P
pmccombs
Guest
I don’t know if you are directing your comment to me specifically, but I am an agnostic and a nihilist as well as a practicing Mormon, and I think it most likely that there is no possible way to know “objective” religious truth at all.And if you think you can discern truth through “feelings” then I think you should find a spiritual director to help you. I might “feel” that I can fly, but when I step off of that ten story building the objective truth of gravity will win every time.
As for what the Mormons believe regarding this matter, I think Richard Bushman put it best:
"*It is very hard for a Mormon to believe that Christians accept the bible because of the scholarly evidence confirming the historical accuracy of the work. Surely there are uneducated believers whose convictions are not rooted in academic knowledge. Isn’t there some kind of human, existential truth that resonates with one’s desires for goodness and divinity? And isn’t that ultimately why we read the bible as a devotional work? We don’t have to read the latest issues of the journals to find out if the book is still true. We stick with it because we find God in its pages–or inspiration, or comfort, or scope. That is what religion is about in my opinion, and it is why I believe in the Book of Mormon. I can’t really evaluate all the scholarship all the time; while I am waiting for it to settle out, I have to go on living. I need some good to hold on to and lift me up day by day.
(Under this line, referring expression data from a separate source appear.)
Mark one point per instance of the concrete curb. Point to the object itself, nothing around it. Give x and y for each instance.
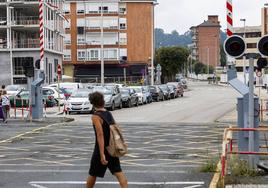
(9, 140)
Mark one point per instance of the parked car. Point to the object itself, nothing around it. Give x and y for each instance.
(22, 99)
(68, 85)
(129, 97)
(148, 94)
(67, 92)
(79, 102)
(140, 93)
(14, 89)
(166, 91)
(112, 96)
(173, 91)
(57, 94)
(156, 93)
(179, 88)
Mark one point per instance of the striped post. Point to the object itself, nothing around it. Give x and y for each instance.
(229, 6)
(41, 31)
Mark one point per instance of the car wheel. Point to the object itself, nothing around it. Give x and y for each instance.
(129, 103)
(120, 105)
(137, 103)
(112, 107)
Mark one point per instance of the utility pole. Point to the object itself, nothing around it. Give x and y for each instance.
(102, 51)
(244, 57)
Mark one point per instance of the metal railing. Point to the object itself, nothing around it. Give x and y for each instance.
(26, 20)
(26, 43)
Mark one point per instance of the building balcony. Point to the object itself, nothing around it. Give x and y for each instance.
(26, 20)
(26, 43)
(3, 21)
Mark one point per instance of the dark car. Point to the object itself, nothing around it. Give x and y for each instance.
(22, 99)
(156, 93)
(164, 88)
(129, 97)
(173, 91)
(179, 87)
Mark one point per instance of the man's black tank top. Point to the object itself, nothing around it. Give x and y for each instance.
(108, 120)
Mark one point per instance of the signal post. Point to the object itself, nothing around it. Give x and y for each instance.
(235, 47)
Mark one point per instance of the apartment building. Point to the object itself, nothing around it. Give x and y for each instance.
(128, 27)
(19, 38)
(252, 36)
(206, 41)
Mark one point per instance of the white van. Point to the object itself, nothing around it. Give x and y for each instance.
(68, 85)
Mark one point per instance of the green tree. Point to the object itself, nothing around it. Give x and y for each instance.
(223, 57)
(172, 60)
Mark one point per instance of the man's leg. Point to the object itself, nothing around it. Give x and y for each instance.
(122, 179)
(91, 180)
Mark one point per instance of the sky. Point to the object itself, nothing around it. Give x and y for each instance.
(180, 15)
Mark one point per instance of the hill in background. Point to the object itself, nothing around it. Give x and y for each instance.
(163, 39)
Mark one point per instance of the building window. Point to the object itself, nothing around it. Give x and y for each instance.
(253, 35)
(122, 10)
(105, 9)
(67, 55)
(18, 64)
(110, 54)
(80, 30)
(81, 55)
(122, 26)
(93, 55)
(251, 45)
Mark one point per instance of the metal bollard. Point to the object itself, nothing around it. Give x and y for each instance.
(15, 107)
(22, 109)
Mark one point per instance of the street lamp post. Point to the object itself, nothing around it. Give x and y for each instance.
(244, 57)
(9, 15)
(102, 51)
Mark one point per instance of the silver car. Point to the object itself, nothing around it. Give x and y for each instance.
(112, 96)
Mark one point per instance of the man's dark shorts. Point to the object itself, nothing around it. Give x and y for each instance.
(97, 169)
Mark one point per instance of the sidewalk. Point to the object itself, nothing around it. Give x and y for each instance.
(15, 128)
(247, 182)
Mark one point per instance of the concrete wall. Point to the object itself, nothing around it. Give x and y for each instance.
(5, 73)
The Book of Mormon inspires me, and so I hold on. Reason is too frail to base a life on. You can be whipped about by all the authorities with no genuine basis for deciding for yourself. I think it is far better to go where goodness lies.
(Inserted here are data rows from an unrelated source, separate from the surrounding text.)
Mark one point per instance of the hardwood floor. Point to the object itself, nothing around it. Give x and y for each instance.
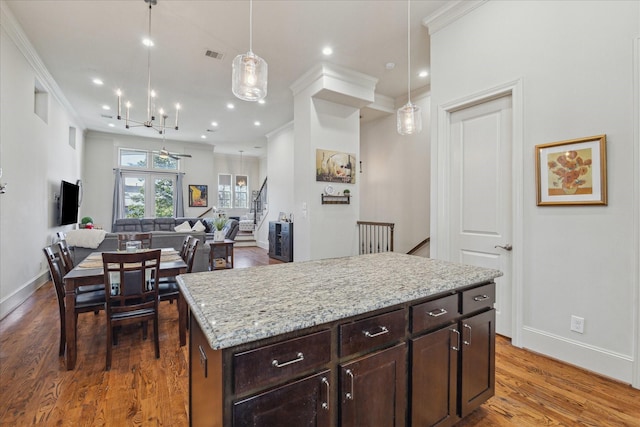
(35, 389)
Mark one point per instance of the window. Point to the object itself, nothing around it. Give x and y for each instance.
(136, 187)
(149, 190)
(224, 191)
(241, 192)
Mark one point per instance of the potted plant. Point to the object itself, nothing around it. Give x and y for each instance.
(86, 222)
(218, 234)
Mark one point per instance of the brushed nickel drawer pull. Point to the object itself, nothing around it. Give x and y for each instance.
(325, 405)
(467, 342)
(299, 358)
(383, 330)
(437, 313)
(456, 347)
(350, 395)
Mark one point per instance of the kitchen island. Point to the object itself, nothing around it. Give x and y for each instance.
(372, 340)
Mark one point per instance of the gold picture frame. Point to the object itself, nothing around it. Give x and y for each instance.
(572, 172)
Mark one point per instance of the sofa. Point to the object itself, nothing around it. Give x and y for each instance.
(164, 236)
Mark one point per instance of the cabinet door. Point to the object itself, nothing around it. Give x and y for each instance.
(477, 371)
(272, 239)
(302, 403)
(434, 367)
(373, 389)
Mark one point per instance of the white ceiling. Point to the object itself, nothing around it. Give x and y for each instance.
(79, 40)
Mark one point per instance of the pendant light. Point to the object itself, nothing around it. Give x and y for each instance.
(249, 73)
(409, 120)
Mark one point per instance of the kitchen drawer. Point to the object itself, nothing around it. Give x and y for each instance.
(371, 332)
(287, 359)
(478, 298)
(432, 314)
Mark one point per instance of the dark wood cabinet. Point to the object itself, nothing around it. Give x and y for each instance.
(434, 376)
(281, 241)
(373, 389)
(453, 368)
(477, 355)
(428, 362)
(301, 403)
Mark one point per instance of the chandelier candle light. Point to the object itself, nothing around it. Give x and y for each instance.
(249, 71)
(409, 120)
(151, 95)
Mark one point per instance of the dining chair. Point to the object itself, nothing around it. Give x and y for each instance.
(144, 238)
(169, 291)
(133, 297)
(183, 255)
(85, 302)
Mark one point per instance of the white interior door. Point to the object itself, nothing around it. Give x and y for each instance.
(480, 182)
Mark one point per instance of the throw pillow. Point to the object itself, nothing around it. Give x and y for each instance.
(198, 226)
(183, 227)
I keep thinking other Christians are in a similar position, but they don’t agree. They keep insisting their beliefs are based on reason and evidence. I can’t buy that–the resurrection as rational fact? And so I am frankly as perplexed about Christian belief as you are about Mormons. Educated Christians claim to base their belief on reason when I thought faith was the teaching of the scriptures. You hear the Good Shepherd’s voice, and you follow it.*"
Immanuel Kant said stuff like that, when he took David Hume to task for his empiricism. For the Mormon, there must be a spiritual witness to confirm his beliefs. Do not mistake me; there are many very intelligent Mormons who have plenty of rational basis for their beliefs. In the end, though, they seek a spiritual confirmation.
Many Mormons have profound religious experiences regarding their faith, and they interpret this as the voice of God. “What greater witness can you have,” their scriptures teach them, “than from God?”